Future Doctor Helps Other Undocumented Students Plan For The Future

Jefferson Award Winner Launched Group For Potential Health Care Workers

SAN FRANCISCO (KPIX 5) Going to medical school is no easy task, especially for Jirayut Latthivongskorn.

Latthivongskorn left his native country of Thailand at the age of nine with his family to pursue the American dream.

“The main reason that we moved to the U.S. was the financial and economic difficulties that we were facing back in Thailand,” said Latthivongskorn. “For my parents, moving to America was the best and only choice.”

Once they were in America, Latthivongskorn’s parents worked in restaurants to make ends meet and they encouraged him to pursue an education.

He graduated from UC Berkeley with a degree in molecular and cell biology, but his teachers and advisers told him that that would be the highest level of education he would ever reach because of his undocumented immigration status.

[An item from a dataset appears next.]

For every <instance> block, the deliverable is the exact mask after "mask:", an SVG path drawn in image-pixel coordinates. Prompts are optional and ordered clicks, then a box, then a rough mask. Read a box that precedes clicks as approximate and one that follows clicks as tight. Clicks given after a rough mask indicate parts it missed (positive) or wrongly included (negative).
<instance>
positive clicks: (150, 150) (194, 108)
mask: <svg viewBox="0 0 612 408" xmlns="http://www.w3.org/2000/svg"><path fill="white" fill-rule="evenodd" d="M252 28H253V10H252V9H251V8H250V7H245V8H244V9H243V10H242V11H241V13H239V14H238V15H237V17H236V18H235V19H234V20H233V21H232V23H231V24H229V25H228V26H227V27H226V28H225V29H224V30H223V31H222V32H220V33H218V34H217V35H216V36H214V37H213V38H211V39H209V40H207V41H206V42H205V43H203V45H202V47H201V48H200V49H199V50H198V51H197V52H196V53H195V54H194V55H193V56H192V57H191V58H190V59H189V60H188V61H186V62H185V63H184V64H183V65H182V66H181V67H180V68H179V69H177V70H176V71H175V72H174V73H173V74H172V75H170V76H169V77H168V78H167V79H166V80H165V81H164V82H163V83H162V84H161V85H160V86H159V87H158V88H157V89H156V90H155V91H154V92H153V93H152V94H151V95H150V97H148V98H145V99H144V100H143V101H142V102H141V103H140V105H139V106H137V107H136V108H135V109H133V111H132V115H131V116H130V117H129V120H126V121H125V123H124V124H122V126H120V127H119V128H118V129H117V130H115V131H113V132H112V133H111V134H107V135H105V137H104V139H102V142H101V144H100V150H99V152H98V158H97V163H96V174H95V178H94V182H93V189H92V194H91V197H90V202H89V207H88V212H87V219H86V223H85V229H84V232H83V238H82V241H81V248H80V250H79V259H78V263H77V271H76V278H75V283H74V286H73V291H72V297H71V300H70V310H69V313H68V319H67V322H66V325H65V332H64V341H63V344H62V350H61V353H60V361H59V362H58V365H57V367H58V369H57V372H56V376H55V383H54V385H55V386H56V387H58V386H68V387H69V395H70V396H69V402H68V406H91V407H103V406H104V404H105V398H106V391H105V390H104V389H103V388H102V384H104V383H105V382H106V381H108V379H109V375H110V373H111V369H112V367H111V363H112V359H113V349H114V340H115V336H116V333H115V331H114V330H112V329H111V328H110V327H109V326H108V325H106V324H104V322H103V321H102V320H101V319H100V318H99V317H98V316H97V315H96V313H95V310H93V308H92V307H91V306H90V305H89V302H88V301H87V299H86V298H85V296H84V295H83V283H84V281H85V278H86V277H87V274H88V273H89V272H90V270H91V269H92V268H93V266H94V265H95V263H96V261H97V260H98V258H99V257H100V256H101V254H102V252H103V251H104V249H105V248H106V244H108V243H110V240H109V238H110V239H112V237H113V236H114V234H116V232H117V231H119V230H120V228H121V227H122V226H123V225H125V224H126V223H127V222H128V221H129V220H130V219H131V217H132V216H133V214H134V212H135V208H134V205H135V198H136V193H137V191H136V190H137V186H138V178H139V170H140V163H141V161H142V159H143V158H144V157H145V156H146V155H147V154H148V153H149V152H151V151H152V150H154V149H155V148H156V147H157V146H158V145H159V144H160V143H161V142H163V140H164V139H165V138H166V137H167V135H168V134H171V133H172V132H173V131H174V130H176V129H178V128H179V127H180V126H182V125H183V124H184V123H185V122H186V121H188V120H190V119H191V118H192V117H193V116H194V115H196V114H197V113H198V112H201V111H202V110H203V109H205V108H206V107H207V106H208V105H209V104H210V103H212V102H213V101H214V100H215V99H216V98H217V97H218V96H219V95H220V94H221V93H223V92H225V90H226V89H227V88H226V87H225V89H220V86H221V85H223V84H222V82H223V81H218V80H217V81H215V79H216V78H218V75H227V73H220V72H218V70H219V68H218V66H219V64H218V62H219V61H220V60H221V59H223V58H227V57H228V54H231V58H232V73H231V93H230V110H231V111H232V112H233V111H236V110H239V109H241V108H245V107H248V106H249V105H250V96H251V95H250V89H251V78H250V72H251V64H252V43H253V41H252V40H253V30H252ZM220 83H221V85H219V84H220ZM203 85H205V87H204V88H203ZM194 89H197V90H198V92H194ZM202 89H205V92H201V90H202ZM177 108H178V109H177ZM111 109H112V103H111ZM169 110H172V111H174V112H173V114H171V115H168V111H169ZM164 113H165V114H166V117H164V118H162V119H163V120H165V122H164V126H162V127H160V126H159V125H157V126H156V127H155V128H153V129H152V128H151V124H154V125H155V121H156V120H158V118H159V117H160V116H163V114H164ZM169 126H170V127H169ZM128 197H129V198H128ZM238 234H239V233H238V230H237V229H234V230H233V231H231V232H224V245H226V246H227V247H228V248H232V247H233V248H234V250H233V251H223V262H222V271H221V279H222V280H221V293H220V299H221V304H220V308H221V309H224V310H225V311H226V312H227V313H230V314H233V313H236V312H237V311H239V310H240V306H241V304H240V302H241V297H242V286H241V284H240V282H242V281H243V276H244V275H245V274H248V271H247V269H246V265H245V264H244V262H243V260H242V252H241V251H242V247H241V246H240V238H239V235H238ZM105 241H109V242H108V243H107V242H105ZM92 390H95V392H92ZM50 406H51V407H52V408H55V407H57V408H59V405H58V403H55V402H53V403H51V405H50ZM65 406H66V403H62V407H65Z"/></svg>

“Medical school is one of the worst pathways you can take because there is the maximum number of barriers in terms of immigration status, explained Latthivongskorn. “Fortunately I am a little bit stubborn and when I do hear ‘No,’ I have been able to channel it as motivation to really keep going,”

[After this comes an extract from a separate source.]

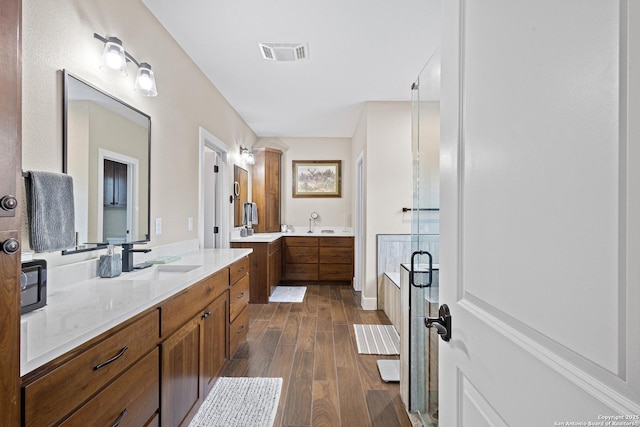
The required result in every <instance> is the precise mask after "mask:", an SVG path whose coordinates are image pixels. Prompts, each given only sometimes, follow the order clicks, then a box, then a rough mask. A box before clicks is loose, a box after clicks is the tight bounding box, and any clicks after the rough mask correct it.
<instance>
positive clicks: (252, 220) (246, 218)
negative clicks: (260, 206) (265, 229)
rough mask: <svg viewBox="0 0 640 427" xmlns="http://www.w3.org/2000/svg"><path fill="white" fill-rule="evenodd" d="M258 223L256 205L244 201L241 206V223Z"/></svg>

So Latthivongskorn, with Denisse Rojas and Angel Ku, started a nonprofit called Pre-Health Dreamers. While controversial, the group helps other undocumented students who were pursuing a higher education in the medical field. Three and a half years later, Pre-Health Dreamers’ network now consists of 450 undocumented students, one third of them in the Bay Area.

“I didn’t know if it would be possible to go to med school. My peers didn’t know if it would be possible to pursue a PhD or nursing and no one out there was talking about it,” said Latthivongskorn. “Yet we knew that there were so many of us.”

David Cruz Hernandez is one of those undocumented students who relies on Pre-Health Dreamers’ support. Hernandez’s parents are seasonal farm workers and he was the first one in his family to go to college.

“Its like starting from scratch again, you have to have some support, someone who can help you out,” said Hernandez.

Now Hernandez is pursuing his master’s degree in stem cell research at San Francisco State University and believes that he would be unable to do so without the organization’s support.

“They have all these aspirations but don’t know how to get there, so many questions and so many barriers in their way,” said Latthivongskorn. “Our mission here at Pre-Health Dreamers is to alleviate those barriers and questions, to make that path a little more transparent, a little bit more charted.”

In addition to providing a supportive network, Pre-Health Dreamers also connects undocumented students with legal assistance in order to attain their citizenship.

For helping others like himself pursue a higher education in the medical field, this week’s Jefferson Award winner in the Bay Area is Jirayut Latthivongskorn.